Departmental spending Civil servants tend to overreact in times of austerity and the figures bear this out. Between 2013-14 and 2017-18, the average annual net underspend relative to government plans was £2.5bn on day-to-day spending and £1.3bn on capital spending.

In this financial year, the underspend forecast by the OBR is £2.2bn on day-to-day spending and £2.2bn on capital spending.

Hammond’s losers

Economic growth The manufacturing sector is in recession and investment dropped by 3.7% in the last year. A further drag on growth comes from across the channel where the UK’s main trading partners in the eurozone are undergoing a dramatic slowdown.

The OBR is likely to announce a U-turn after raising its GDP growth forecast for 2019 to 1.6% in October. It will probably mark down GDP growth to the level predicted by the Bank of England – 1.2%. Without strong growth over the next couple of years, the OBR will be forced to downgrade future tax revenues and increase the projected annual deficit.

Stamp duty After the first nine months of the year, stamp duty on house sales is down 6.3%. In October, the OBR said it saw a fall coming: it predicted the chancellor would only receive £12.8bn in 2018-19 – £800m lower than the year before. While a general shortage of homes has kept prices from falling, the number of properties bought and sold above the stamp duty threshold of £300,000 for first-time buyers – who make up a majority of home purchasers – has fallen. Receipts in January were around £100m lower compared with the same month last year.
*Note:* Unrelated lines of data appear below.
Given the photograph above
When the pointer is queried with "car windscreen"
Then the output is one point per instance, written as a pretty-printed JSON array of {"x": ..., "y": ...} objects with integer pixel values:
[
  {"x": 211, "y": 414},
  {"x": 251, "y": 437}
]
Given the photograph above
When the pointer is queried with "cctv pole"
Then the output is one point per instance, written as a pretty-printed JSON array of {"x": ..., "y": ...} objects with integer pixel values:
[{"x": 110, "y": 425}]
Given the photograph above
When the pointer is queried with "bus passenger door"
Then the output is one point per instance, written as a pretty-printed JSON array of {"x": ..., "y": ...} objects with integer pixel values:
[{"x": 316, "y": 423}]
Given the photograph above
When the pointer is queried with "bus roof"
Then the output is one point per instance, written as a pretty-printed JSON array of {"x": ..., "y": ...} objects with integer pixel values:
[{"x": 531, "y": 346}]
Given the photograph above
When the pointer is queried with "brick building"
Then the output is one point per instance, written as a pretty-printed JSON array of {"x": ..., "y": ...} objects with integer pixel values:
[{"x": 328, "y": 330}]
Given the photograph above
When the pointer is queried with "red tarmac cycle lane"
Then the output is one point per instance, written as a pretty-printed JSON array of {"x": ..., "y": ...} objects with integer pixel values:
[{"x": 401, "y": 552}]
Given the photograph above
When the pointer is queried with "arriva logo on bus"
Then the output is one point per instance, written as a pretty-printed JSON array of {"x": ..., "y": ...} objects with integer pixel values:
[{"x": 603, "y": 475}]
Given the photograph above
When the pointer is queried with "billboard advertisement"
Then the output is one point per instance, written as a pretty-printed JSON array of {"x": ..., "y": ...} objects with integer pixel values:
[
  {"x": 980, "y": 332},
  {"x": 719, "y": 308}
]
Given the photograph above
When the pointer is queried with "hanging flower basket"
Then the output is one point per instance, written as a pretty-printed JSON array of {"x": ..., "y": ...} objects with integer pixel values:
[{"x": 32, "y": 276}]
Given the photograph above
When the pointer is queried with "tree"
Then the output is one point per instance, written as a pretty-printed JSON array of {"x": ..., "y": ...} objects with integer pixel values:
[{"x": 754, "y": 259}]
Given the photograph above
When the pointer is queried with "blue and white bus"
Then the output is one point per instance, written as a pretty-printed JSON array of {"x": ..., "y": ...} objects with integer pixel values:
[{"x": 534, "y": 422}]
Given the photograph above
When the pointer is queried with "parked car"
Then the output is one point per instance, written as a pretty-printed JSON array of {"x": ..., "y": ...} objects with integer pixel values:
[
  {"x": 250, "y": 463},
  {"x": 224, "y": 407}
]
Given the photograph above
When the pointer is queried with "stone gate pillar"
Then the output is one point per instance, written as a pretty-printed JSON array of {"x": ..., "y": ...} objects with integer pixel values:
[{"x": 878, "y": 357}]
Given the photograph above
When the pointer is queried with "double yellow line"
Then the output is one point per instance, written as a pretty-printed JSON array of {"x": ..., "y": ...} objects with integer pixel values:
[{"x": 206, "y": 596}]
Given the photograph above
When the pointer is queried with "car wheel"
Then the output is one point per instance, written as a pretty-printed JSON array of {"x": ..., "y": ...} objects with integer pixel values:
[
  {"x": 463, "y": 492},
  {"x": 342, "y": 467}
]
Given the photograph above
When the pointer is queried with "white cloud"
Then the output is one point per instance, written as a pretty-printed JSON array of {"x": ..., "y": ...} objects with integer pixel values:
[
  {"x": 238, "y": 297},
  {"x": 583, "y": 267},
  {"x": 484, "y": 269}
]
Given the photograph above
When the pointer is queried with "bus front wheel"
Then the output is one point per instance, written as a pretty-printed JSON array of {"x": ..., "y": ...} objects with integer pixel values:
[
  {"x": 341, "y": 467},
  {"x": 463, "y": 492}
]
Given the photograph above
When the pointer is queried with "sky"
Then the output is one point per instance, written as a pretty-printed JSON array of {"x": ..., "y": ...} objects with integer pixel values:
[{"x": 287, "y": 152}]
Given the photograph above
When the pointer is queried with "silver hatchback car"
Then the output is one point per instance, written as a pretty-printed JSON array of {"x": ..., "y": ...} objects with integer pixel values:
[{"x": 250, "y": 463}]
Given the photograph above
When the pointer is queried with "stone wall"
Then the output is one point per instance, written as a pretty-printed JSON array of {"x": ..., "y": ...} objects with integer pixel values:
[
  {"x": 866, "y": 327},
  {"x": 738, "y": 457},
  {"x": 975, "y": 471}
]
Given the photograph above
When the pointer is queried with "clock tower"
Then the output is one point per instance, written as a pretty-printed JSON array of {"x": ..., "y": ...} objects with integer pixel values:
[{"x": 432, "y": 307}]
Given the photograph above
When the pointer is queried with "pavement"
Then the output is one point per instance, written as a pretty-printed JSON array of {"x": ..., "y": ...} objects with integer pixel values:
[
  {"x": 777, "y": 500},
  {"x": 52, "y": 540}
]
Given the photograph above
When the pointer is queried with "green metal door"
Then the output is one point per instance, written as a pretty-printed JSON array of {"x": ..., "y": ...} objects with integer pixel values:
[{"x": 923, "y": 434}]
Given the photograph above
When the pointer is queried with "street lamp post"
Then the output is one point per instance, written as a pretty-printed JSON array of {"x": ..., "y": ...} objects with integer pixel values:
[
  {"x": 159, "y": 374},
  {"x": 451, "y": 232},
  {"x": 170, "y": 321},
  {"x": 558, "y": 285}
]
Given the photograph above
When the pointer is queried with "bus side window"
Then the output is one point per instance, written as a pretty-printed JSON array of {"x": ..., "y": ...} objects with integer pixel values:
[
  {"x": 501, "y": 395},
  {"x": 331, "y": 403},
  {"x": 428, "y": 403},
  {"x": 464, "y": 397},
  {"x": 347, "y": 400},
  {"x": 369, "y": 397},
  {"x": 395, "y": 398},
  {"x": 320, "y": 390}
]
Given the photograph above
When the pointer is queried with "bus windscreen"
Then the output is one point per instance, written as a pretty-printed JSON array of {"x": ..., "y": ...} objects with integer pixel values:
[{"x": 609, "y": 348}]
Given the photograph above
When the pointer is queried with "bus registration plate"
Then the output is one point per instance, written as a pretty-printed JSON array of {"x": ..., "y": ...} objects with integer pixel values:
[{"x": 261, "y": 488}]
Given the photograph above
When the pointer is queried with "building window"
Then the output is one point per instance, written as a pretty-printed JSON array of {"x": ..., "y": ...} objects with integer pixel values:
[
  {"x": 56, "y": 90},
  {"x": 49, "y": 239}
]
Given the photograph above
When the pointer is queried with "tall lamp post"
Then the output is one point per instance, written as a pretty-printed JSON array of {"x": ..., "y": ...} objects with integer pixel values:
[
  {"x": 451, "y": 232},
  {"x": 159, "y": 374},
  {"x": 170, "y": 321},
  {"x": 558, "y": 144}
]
Corporation tax An analysis based on HMRC data rather than any sophisticated modelling suggests the Treasury sacrificed £2.4bn in revenues when it cut the headline rate of corporation tax from 20% to 19% in 2017. This year, receipts are up 7%, but the total gain could be so much more. A further two-percentage-point cut – from 19% to 17% – that Hammond plans to take effect by the financial year 2020-21 will take the annual loss to £8bn, says the Resolution Foundation.